The Quest for Profitability
The journey towards profitability has become a central quest for every studio-led streaming platform. Ampere Analysis’ projections indicate most will reach this milestone by the first quarter of 2025. Disney’s streaming division, for instance, is anticipated to generate $1.8 billion in EBIT operating profit by 2028, with Paramount+ and Pluto also expected to reach significant EBIT milestones by Q1 2025. This shift, spurred by investor pressures, is catalyzing a strategic realignment in content expenditure.
Global Content Investment: Focus on Emerging Markets
A global surge in content spend looms on the horizon, forecasted to swell by 44% from 2023 to 2028. This growth, however, is primarily driven by international markets, particularly in Central and South America at 19%, Asia Pacific 4%, and the MENA & SSA regions at 2 and 10% respectively.
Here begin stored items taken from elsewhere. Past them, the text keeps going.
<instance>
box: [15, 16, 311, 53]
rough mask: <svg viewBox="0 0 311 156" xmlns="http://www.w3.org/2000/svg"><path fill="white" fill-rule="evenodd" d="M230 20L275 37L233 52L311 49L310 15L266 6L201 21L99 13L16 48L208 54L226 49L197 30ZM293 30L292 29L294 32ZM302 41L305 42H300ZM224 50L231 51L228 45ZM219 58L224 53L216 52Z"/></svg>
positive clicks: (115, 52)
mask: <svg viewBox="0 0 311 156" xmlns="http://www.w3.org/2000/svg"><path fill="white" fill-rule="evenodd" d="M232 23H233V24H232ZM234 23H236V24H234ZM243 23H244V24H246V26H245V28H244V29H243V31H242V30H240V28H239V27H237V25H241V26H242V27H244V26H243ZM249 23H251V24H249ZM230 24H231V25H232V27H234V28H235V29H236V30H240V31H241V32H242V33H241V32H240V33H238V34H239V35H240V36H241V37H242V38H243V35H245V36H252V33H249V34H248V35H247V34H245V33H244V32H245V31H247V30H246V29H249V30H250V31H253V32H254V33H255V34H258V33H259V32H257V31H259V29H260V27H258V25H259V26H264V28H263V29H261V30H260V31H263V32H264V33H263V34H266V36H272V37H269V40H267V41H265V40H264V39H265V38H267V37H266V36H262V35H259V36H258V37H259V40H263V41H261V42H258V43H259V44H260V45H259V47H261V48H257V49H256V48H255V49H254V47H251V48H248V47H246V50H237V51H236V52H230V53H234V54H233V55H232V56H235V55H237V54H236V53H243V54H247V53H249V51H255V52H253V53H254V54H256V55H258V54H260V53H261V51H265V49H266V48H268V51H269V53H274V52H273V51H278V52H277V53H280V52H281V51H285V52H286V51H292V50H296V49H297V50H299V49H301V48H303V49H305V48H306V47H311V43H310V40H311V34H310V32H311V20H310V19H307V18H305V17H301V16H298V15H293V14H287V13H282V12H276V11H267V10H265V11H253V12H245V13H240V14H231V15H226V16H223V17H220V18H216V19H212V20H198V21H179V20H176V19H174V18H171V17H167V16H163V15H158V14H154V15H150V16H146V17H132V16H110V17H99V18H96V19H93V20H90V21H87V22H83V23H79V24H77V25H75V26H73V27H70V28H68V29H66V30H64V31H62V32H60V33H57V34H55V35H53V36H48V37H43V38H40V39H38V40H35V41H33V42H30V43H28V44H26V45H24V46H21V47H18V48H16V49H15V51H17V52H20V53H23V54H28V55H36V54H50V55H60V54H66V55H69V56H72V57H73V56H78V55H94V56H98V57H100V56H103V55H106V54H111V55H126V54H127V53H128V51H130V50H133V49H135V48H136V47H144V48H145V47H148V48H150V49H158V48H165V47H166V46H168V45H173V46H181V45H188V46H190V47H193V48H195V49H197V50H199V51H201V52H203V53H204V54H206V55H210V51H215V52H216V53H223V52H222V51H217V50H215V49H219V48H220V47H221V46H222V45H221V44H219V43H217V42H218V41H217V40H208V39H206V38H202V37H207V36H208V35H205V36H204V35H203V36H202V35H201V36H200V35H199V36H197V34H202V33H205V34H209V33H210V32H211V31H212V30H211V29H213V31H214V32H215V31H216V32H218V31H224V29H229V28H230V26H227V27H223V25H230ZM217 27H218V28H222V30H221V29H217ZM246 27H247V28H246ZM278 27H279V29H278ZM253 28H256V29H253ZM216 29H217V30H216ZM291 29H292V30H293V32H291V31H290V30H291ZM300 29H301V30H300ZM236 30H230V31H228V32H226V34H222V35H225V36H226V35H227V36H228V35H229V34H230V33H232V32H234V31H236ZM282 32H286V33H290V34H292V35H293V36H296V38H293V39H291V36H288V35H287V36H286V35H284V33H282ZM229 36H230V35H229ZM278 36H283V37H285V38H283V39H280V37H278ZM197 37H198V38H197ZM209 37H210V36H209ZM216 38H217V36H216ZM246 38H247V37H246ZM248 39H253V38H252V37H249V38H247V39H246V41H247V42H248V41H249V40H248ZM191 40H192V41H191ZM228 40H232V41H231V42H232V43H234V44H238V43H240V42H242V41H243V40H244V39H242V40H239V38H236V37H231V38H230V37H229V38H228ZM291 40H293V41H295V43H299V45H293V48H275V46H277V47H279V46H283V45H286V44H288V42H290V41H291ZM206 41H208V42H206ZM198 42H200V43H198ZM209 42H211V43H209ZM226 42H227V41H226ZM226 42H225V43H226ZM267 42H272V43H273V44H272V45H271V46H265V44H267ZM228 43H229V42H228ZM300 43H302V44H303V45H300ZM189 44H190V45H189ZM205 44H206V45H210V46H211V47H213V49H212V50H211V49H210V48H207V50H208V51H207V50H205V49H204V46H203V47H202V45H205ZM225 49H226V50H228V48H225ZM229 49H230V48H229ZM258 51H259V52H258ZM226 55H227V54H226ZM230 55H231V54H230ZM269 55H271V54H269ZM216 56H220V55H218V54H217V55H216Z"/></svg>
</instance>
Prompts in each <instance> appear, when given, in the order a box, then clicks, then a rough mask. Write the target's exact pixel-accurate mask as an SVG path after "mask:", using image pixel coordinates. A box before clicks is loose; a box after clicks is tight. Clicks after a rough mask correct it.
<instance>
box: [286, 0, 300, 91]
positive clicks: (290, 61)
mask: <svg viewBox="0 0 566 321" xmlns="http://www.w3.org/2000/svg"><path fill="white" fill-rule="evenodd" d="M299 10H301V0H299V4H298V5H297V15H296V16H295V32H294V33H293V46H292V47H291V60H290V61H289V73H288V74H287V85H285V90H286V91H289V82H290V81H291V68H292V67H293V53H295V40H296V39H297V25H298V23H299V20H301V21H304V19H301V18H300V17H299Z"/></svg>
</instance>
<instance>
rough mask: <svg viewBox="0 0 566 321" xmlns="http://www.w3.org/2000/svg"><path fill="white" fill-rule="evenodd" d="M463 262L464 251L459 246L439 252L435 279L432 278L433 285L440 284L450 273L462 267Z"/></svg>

In contrast, established markets like Europe and the U.S. are poised for a stabilization or a decline in investment. This trend accentuates the shifting focus of streaming platforms towards novel audience segments and under developed markets.
The most significant shift in content orders is observed in Saudi Arabia, Nigeria, and South Africa, highlighting the geographical pivot in the industry. While total content expenditure globally is anticipated to grow, North America is projected to experience a noticeable decline, with forecasts suggesting a 21% decrease from 2022 to 2028. This comes amidst a backdrop of budgetary constraints; however, it’s noteworthy that despite these financial pressures, co-production has not yet seen a resurgence as a predominant business model for first-run TV content.
In sum, the Ampere Analysis presented by Bisson at Goteborg’s TV Drama Vision 2024 lays bare the ever-evolving playing field of the TV and streaming industry. These insights underscore the imperative of adaptability and strategic confidence to set the future course of content production and distribution.